After that date, many apps will break as LinkedIn will only support the following use cases:

  • Allowing members to represent their professional identity via their LinkedIn profile using the Profile API.
  • Enabling members to post certifications directly to their LinkedIn profile with the Add to Profile tools.
  • Enabling members to share professional content to their LinkedIn network from across the Web leveraging the Share API.
  • Enabling companies to share professional content to LinkedIn with the Company API.

To access any of LinkedIn’s other APIs, developers have to become members of one of its partnership programs, which require going through an application process. If you’re a developer, you can find more information on exactly what’s changing at the API level in the company’s transition guide and its updated API Terms of Use.

This is likely to enrage quite a few developers, and so LinkedIn is trying to save face by releasing a new Mobile SDK for Android. This SDK allows developers to build apps that let members log in with their LinkedIn credentials and deep-link to view member profiles within the LinkedIn app. That’s great, but it’s not likely to help much.

LinkedIn’s justification for the changes is that while it has seen “some exciting applications from our developer community” over the years, others have not delivered value to its community. In other words, apps of poor quality, or competitive to LinkedIn’s business, have caused the company to rethink its developer strategy.

LinkedIn claims that partnership integrations “provide the most value to our members, developers, and business.” While that’s likely true for the last one, it’s arguable for the first two.

Developers can often do a lot more with open APIs than if they are forced to join a specific program first. Members also get access to better apps when developers can spend time messing around with an API, instead of first having to jump through hoops figuring out what to build in order to apply to a partnership program.
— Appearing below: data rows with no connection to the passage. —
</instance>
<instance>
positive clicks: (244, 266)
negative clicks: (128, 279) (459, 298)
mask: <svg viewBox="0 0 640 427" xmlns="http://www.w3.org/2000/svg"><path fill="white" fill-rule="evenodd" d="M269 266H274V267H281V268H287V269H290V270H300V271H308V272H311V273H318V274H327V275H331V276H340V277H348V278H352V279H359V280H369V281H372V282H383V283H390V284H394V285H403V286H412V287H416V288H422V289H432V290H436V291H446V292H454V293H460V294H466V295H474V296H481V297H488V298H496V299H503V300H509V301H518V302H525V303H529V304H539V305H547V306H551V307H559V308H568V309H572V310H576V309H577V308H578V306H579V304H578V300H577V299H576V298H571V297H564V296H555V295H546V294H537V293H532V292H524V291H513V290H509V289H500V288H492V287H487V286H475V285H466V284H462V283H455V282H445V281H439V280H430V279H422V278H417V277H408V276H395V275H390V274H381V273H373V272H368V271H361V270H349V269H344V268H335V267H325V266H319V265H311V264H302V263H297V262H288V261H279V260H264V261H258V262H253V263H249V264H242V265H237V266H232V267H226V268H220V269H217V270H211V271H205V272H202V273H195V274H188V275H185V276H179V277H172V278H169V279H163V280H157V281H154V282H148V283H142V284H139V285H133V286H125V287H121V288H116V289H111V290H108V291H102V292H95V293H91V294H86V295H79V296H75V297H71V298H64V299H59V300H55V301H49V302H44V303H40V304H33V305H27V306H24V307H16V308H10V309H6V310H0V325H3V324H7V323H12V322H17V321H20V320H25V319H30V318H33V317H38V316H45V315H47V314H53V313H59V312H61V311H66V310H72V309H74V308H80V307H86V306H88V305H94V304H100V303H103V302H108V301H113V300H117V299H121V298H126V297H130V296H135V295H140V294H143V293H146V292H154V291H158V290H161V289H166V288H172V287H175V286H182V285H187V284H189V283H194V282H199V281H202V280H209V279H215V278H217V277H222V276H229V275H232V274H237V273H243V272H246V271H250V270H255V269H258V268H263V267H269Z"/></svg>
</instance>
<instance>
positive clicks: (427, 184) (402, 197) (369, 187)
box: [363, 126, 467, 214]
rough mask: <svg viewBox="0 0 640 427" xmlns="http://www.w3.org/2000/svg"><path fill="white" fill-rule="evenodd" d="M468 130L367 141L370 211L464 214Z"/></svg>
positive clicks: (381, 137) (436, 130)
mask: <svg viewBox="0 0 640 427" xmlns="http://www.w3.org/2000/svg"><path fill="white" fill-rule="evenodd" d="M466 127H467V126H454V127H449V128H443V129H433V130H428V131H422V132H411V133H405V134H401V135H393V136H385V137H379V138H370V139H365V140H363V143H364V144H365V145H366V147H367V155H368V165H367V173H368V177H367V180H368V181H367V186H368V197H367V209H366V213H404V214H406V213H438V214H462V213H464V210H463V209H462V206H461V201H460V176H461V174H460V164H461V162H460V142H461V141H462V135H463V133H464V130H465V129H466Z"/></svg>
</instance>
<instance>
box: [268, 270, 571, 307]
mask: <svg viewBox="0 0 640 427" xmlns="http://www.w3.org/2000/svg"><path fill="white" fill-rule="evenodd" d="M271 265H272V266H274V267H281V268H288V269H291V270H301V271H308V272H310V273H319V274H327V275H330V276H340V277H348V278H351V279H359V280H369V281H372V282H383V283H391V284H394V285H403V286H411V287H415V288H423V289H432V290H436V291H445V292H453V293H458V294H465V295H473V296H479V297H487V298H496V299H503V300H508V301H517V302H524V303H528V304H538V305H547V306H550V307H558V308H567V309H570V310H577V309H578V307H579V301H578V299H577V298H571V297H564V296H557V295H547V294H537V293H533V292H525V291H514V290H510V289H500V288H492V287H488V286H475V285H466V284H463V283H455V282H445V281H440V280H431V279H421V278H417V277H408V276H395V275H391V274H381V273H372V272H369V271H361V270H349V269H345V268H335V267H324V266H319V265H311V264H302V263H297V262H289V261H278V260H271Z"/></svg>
Nevertheless, LinkedIn says it is seeing “great success” with this approach from partners such as Samsung, WeChat, and Evernote. That should surprise nobody, as companies looking to work with LinkedIn are still getting exactly what they need.

LinkedIn is well aware that it is risking a lot (alienating the whole developer community) with its move: “For many developers, we understand that today’s changes may be disappointing and disruptive, but we believe these changes will provide further clarity and focus on which types of integrations will be supported by LinkedIn.”

In other words, “We’re doing this whether it hurts your work or not. Deal with it.”

Update on May 12: LinkedIn says the changes have now begun to roll out.

We realize these changes are probably disruptive and disappointing for many of you, but we want to ensure you have the information you need about what has changed and provide some helpful troubleshooting tips to deal with any errors you are experiencing with your LinkedIn API integration. If you have not yet adjusted your code, you will begin to see errors when trying to authorize a new member or renew an access token. You may also not receive all the data you expect.

LinkedIn also thanked “all the developers who have built on and continue to build on our platform.” Those might end up being vastly different groups over the next few months.